ChatGPT AVM Stole My Voice
This morning my helpful assistant ChatGPT spoke back to me in my own voice during our walk and talk.
Not a similar voice - my voice. Enough to make me stop in my tracks.
And this wasn’t a one-off incident.
OpenAI’s recent system card revealed their GPT-4o model unexpectedly cloned and used a Red Team tester’s voice mid-conversation. They don’t call it cloning, rather “Unauthorized voice generation” (maybe someone at OpenAI was watching too many “Yes, Minister” YouTube clips)

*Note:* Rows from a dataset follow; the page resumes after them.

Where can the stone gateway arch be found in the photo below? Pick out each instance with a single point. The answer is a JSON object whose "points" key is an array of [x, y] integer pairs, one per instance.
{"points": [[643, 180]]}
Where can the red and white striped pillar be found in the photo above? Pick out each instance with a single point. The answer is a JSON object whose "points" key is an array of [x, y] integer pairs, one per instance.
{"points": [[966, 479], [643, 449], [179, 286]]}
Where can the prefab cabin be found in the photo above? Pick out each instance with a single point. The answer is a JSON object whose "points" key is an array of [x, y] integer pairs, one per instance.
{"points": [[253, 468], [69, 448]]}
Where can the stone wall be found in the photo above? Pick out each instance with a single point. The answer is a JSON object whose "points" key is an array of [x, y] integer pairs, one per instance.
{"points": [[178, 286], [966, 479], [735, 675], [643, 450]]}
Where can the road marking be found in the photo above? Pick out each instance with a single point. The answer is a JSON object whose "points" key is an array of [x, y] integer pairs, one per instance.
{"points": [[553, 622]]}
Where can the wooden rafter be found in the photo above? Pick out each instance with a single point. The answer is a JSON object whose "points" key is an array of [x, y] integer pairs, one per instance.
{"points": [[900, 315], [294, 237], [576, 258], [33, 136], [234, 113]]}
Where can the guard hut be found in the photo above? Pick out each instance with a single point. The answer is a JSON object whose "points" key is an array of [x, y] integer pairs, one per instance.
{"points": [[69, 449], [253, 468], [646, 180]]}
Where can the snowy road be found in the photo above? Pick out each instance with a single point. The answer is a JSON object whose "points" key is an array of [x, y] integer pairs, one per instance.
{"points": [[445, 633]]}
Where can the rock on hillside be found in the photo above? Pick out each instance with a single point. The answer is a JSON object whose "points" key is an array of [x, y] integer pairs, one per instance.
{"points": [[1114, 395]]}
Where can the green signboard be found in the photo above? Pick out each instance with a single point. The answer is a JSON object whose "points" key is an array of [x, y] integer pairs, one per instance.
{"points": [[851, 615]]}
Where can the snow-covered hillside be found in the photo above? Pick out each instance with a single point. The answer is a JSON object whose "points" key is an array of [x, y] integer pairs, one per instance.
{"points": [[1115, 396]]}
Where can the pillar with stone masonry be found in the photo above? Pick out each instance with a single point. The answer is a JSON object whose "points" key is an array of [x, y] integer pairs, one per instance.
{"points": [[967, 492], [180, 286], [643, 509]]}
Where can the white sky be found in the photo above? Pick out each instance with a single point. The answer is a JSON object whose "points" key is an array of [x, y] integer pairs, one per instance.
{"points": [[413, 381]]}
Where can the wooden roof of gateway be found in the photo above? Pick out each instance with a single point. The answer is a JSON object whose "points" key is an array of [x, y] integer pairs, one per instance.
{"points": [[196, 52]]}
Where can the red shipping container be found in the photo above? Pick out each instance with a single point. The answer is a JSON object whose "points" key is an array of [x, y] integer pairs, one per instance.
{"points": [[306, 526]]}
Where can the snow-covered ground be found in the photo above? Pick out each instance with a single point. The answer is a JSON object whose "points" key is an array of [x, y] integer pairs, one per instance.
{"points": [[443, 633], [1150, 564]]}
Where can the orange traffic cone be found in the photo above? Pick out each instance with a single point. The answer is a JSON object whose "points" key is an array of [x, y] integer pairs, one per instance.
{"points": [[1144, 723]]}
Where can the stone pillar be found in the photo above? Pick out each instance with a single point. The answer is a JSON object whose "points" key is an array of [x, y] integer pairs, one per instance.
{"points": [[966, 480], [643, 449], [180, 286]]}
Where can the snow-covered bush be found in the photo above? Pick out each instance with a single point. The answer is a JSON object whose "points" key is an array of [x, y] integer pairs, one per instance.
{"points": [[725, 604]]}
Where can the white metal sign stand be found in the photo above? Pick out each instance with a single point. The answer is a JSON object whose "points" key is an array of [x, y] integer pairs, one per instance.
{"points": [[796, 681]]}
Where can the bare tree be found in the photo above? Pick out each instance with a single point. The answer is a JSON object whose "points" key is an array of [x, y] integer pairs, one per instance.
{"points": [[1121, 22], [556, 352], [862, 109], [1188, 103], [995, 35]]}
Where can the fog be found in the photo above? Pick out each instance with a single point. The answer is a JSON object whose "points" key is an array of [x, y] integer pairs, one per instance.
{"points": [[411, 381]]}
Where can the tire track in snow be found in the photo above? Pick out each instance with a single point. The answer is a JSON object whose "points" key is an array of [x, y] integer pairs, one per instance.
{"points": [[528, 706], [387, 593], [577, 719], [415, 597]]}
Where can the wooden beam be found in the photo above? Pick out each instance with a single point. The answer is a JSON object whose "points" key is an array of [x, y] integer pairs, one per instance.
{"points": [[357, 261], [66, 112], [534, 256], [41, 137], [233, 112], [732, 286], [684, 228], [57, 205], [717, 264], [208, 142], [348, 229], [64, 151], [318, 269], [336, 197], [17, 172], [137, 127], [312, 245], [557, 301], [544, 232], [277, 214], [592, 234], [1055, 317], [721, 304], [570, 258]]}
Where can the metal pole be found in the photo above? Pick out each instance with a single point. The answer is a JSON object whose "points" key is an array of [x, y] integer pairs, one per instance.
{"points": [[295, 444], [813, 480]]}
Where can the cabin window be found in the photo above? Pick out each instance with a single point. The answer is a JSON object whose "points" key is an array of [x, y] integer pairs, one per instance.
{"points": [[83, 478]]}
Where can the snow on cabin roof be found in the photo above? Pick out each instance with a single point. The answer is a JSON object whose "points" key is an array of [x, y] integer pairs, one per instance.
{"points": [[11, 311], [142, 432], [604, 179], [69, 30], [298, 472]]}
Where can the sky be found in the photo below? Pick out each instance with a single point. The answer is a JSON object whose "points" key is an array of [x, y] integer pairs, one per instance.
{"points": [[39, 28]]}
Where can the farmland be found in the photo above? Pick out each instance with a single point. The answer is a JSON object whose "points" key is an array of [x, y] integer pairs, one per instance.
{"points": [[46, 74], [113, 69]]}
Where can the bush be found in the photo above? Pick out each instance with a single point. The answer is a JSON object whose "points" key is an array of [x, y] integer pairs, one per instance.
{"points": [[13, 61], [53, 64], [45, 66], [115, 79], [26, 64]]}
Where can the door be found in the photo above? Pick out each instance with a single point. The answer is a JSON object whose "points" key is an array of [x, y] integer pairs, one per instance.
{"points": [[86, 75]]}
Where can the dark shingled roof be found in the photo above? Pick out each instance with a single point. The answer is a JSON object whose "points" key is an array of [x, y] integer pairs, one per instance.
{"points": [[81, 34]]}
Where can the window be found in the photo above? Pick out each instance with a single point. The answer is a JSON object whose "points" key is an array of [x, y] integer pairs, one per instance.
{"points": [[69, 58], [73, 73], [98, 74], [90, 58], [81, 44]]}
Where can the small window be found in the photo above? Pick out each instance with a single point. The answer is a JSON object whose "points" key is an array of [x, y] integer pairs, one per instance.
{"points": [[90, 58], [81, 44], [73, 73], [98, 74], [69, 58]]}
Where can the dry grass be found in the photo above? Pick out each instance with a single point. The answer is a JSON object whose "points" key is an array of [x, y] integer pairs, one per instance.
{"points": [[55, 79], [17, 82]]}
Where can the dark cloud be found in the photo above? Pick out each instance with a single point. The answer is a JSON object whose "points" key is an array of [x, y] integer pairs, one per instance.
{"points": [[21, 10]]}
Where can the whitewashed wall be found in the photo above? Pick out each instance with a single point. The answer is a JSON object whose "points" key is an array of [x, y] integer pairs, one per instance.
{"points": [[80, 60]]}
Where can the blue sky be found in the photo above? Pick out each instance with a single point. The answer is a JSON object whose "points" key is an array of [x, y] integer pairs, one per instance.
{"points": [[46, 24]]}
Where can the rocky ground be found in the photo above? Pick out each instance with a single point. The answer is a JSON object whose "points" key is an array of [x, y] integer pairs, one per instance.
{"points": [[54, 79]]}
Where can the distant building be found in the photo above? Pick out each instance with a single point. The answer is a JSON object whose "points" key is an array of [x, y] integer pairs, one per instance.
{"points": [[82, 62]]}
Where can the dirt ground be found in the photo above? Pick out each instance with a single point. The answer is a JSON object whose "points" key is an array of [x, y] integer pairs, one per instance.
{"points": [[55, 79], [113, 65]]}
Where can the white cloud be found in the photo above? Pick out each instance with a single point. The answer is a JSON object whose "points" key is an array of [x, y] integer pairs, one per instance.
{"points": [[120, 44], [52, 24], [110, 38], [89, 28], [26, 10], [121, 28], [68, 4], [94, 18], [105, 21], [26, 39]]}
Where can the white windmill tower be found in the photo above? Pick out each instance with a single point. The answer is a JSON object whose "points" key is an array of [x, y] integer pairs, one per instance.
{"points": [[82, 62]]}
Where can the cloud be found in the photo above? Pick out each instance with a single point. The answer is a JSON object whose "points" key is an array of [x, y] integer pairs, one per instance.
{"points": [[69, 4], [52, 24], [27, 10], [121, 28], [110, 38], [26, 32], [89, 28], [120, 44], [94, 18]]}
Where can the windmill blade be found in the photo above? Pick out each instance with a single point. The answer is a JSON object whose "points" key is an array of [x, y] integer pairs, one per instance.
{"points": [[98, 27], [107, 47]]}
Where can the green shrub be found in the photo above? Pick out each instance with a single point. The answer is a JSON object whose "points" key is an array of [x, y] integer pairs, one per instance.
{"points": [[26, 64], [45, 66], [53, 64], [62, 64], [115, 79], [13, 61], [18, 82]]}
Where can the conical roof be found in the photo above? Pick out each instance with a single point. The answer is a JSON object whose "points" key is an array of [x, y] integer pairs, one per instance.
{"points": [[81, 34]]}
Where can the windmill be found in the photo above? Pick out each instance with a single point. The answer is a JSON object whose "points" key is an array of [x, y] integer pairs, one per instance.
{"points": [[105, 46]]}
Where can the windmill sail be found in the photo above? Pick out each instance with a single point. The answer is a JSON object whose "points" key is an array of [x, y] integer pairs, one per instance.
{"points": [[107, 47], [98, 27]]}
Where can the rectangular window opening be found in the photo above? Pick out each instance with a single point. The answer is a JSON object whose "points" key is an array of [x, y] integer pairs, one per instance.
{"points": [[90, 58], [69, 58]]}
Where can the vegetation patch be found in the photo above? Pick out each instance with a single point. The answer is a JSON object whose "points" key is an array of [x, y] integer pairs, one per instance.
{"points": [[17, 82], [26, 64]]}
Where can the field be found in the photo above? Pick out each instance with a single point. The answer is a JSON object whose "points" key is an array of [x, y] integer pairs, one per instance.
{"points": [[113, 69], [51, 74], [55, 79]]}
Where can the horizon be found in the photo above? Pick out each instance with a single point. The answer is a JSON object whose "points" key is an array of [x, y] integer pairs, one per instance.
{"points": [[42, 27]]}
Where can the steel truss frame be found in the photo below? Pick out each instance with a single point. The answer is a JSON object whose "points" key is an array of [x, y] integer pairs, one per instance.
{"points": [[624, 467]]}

Here’s the trippy 42-second clip that made the Red Teamer sit up straight:
OpenAI's response was two-fold: “including officially approved voices as ideal completions while post-training the audio model” and implementing a standalone classifier that blocks non-approved voices in real-time.
Yet here we are, with voice leakage (like it?) still occurring in production.
Three thoughts in response:
The voice mimicry may not appear in your chat transcript - I checked mine immediately, and both instances were missing. This makes documenting incidents critical: note the time, context and what was mimicked while it’s fresh.
Consider recording your AI voice chats, as without evidence, these incidents sound like science fiction, even to the providers.
You’re not imagining it - other users report similar experiences in OpenAI’s developer forums. If you’re deploying ChatGPT AVM, your staff need to know this can occur. Having a transparent reporting process isn’t optional.
Remember - AI companies can only fix what they can verify. When voice mimicry happens, proving it did is half the battle.
Have you experienced your AI assistant unexpectedly using your voice?